Moving between major versions of Postgres requires downtime proportional to the size of the database. Supporting older versions allows users to go many years without having to do this.
I upgraded from 9.3 → 11.2 a few months ago using pg_upgrade[1], on a master+slave database with 150GB of data. I did a fair amount of testing, but the final procedure was very fast and smooth.
1. Test the upgrade: set up an additional secondary (9.3), break the replication link (promote it to a master). Test the upgrade on that. It was really fast, under 30 seconds to shut down the old DB, run the in-place upgrade, and start up the new DB.
2a. In production: set up an additional secondary (9.3). Make the primary read-only. Promote the new secondary to a master. Shut down, upgrade to 11.2, restart. Point applications at it.
2b. Backout plan: leave the applications pointing at the original database server, make it read-write.
There are other options, including with only seconds of downtime, but <1 minute with pg_upgrade was simple and very acceptable for us.
This is a nice way to do that, but you have a low volume of data, and you think 30 seconds is fast and 1 minute of downtime is acceptable. I question these assumptions.

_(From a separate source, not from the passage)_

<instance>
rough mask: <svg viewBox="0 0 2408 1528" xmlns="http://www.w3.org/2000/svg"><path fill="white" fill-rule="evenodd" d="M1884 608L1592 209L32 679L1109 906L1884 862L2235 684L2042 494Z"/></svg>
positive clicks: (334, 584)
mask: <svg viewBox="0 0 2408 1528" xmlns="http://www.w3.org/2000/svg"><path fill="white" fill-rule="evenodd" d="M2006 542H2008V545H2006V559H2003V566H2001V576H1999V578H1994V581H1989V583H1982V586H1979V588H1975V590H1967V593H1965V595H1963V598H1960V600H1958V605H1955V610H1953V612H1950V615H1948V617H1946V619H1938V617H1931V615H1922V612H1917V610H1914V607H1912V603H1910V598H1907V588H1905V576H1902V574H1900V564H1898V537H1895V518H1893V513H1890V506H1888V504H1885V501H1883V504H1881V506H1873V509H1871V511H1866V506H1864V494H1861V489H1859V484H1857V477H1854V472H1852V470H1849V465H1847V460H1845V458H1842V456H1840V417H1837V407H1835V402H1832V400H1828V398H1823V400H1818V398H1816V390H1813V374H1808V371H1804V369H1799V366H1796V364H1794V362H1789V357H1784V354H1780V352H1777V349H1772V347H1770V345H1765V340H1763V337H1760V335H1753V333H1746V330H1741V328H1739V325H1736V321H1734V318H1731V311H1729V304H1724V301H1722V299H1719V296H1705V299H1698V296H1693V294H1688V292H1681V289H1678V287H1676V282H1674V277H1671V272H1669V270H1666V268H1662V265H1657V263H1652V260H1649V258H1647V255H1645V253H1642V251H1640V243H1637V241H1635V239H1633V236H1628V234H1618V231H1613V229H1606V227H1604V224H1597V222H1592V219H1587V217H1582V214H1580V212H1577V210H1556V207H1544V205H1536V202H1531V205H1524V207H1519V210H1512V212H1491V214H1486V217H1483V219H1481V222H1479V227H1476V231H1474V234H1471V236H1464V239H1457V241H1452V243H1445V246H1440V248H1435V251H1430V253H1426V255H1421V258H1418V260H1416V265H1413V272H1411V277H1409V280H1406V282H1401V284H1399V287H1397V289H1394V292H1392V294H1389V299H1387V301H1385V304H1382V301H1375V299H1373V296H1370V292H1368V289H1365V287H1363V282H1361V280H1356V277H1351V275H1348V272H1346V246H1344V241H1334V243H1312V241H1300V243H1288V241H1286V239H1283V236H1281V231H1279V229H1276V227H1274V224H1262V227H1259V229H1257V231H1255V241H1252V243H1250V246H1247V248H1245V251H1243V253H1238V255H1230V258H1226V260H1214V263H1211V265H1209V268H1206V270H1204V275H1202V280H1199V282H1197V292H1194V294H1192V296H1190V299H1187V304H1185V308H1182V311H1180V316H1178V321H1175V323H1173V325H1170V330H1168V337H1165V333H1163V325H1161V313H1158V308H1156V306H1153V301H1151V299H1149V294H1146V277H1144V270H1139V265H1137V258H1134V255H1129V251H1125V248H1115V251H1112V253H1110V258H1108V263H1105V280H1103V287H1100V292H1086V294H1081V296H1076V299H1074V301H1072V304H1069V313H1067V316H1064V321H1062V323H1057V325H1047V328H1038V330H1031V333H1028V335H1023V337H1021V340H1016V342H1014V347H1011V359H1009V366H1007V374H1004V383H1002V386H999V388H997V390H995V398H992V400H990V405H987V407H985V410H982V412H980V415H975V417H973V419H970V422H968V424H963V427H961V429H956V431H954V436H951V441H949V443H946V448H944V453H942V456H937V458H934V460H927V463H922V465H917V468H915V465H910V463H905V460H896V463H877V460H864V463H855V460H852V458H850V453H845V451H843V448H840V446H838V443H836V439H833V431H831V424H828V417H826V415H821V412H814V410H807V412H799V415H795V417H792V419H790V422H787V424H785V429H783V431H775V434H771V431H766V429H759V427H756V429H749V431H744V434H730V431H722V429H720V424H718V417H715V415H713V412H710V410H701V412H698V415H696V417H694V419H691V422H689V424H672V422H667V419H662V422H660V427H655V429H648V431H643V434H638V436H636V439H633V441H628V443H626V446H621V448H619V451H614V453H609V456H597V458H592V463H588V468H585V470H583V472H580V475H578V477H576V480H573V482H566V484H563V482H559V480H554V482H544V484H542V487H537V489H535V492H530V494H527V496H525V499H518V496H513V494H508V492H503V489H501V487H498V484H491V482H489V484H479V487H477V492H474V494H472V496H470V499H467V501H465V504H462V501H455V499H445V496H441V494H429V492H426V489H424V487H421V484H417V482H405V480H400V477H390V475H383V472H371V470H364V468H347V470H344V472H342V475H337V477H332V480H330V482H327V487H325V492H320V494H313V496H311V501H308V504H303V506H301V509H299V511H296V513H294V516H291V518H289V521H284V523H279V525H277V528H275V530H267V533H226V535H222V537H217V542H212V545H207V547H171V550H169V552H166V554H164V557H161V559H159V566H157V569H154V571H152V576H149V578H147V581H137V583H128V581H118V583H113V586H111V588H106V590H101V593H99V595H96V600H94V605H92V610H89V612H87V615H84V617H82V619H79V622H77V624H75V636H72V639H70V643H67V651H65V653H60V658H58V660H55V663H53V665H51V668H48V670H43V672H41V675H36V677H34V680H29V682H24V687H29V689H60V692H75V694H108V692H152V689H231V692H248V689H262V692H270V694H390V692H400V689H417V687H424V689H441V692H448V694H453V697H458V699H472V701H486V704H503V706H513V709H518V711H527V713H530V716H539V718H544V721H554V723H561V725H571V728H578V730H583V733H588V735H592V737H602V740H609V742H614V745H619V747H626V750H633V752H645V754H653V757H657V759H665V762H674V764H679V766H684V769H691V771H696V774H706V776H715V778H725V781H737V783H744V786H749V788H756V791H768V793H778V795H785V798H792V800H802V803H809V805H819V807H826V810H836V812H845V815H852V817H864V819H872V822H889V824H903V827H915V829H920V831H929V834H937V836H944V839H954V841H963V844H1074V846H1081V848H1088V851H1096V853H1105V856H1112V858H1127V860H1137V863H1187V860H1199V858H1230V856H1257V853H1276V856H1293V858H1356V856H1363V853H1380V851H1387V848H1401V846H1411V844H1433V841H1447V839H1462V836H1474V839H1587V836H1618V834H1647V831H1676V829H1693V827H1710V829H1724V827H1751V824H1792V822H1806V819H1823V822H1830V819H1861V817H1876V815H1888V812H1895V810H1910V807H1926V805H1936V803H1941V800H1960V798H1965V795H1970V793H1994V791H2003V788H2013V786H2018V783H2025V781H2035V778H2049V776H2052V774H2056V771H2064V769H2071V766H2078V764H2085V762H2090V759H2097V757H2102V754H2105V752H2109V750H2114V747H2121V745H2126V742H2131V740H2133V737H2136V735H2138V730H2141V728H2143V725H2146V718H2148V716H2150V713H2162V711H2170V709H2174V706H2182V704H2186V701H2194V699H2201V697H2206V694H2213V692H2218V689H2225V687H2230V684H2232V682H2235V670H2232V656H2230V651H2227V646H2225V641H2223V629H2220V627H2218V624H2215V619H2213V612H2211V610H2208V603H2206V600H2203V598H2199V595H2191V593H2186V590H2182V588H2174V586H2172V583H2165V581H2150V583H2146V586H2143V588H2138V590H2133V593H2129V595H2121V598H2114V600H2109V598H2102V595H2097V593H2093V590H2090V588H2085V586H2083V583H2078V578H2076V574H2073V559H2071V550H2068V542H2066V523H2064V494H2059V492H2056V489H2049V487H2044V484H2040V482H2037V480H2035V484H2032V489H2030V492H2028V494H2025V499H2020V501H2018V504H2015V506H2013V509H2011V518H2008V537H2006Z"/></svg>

Consider the situation when you're adding thousands of new records per seconds, and the database is being used every second (quite literally: to compute per seconds statistics).
A better solution is to have triggers on the old master, to do the same inserts on the new master (after copying the data/promoting a replica/whatever), and have similar triggers on the new master when the IP is not the old master (to be able to backout to the old server)
Then both the new and the old master run "in parallel", with the same data, and you can have the apps use the new server (on a new domain name, new ip, new port, whatever) when you want - on a app by app basis if you want. You can keep both until you decide to decommission the old master.
That's a good plan for someone with a larger or busier database, but my approach was the correct solution for us. You can be satisfied that your taxes aren't wasted by us implementing anything more complicated :-)
(Most of the writes to our PostgreSQL server are batch processes, decoupled with a message broker, and the message consumers were easily paused during the upgrade.)